Jonathan Kent’s 2006 production of Puccini’s “shabby little shocker” succeeds through a staging that on the surface appears sturdy and safe, while actually containing a lot of detail and commentary within its curved walls.
Act I presents the underbelly of Rome’s Sant’Andrea della Valle, with the Attavanti chapel lying both behind and below the church’s main altar. From the audience’s vantage point the nave and chancel stand above the stage, with marble columns and candles proclaiming beauty and light. In contrast, the lower level gives a ‘behind the scenes’ glimpse of the church, where different artistic and architectural styles vie for attention. There is an ancient sarcophagus and Corinthian capital (upon which the statue of the Madonna stands), and Cavaradossi’s own painting appears opposite the faded remains of a medieval Last Judgement fresco.
It is within this more cluttered area that the church as an institution is shown to be imperfect, which in the context of the Neapolitan occupation derives from its virtual inseparability from police and state. Indeed, during the Te Deum when the choir and crowd sing to the heavens above, Scarpia alone occupies the entire lower level revealing how, in practice, he rules over all three of these domains.
Paul Brown’s set actually places the church at a slight angle to the auditorium, and this asymmetrical trend is continued in Act II when Scarpia’s apartment in the Palazzo Farnese is based around two curves that cross one in front of the other.

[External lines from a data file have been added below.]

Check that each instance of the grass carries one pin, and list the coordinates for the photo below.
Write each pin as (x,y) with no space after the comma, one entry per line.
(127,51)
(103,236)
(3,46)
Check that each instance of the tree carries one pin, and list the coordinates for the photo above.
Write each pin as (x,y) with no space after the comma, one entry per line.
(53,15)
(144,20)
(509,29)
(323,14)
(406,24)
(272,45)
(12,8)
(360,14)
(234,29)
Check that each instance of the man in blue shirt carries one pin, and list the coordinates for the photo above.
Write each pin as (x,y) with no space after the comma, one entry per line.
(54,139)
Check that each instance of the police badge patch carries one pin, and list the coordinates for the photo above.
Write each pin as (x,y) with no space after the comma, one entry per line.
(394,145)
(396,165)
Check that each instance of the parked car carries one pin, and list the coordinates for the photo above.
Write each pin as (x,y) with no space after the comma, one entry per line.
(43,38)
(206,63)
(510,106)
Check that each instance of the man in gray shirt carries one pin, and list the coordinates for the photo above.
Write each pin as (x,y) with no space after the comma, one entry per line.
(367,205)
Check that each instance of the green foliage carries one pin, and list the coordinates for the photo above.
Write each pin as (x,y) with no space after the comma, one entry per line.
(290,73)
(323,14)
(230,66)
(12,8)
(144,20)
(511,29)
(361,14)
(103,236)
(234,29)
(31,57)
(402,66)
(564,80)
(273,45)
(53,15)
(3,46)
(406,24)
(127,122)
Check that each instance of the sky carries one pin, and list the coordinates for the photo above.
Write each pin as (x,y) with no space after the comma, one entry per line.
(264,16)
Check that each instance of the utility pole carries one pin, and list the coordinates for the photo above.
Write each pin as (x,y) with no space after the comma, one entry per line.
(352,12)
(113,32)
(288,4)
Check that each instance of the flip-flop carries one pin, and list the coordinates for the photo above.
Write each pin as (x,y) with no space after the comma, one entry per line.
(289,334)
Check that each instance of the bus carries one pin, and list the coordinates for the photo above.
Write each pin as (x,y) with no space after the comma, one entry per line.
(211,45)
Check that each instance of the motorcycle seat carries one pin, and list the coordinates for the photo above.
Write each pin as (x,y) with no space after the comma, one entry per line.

Interestingly, the only shelves to bear books at all are those that hide the room of torture and even these turn out to be fake. Act III is dominated by a low curved parapet that only runs down one side of the stage and creates a suitably hostile moonlit area.
The standout performance comes from Aleksandrs Antonenko as Cavaradossi; his large, rich and expansive tenor voice feels in a similar mould to Joseph Calleja’s. His performance of ‘E lucevan le stelle’ is intoxicating by virtue of the sheer power and directness of his sound, but his intelligent phrasing really paints a picture of someone remembering a moment of perfection at a time of high crisis. Reprising her role of Tosca from 2008 and 2011, Martina Serafin’s voice is strong and sumptuous, but in Act I the tendency to lay her vibrato on too thickly sometimes makes her sound a little harsh. American Scott Hendricks has all of the right attributes in his baritone voice for the role of Scarpia, but he initially feels underpowered and struggles to make his presence felt in Act I. Nevertheless, far more is right than is wrong with his performance, thus ensuring that this is a highly commendable Royal Opera debut.
Any problems there are with either Hendricks’ or Serafin’s performances are largely overcome by Act II when both get into their stride and the latter gives an overwhelming rendition of ‘Vissi d’arte’. They also paint their thoughts vividly through their interactions, and there are some excellent details such as Tosca’s look of genuine horror at the indignity she is forced to inflict upon herself and the dead Scarpia by rummaging through his corpse to find her passport.
The Orchestra of the Royal Opera House produces a very beautiful and balanced sound, but conductor Daniel Oren is inclined to take the score on the slow side. This is fine from a strict musical perspective, but at the chosen tempo it becomes much harder dramatically to achieve sufficient tension. The consequence is that only moments in, for example, Act II grip us when we really need to be swept along from start to finish. This problem above all others undermines the impact of the performance, although it remains a good one, and by Act III the difficulty is almost wholly overcome.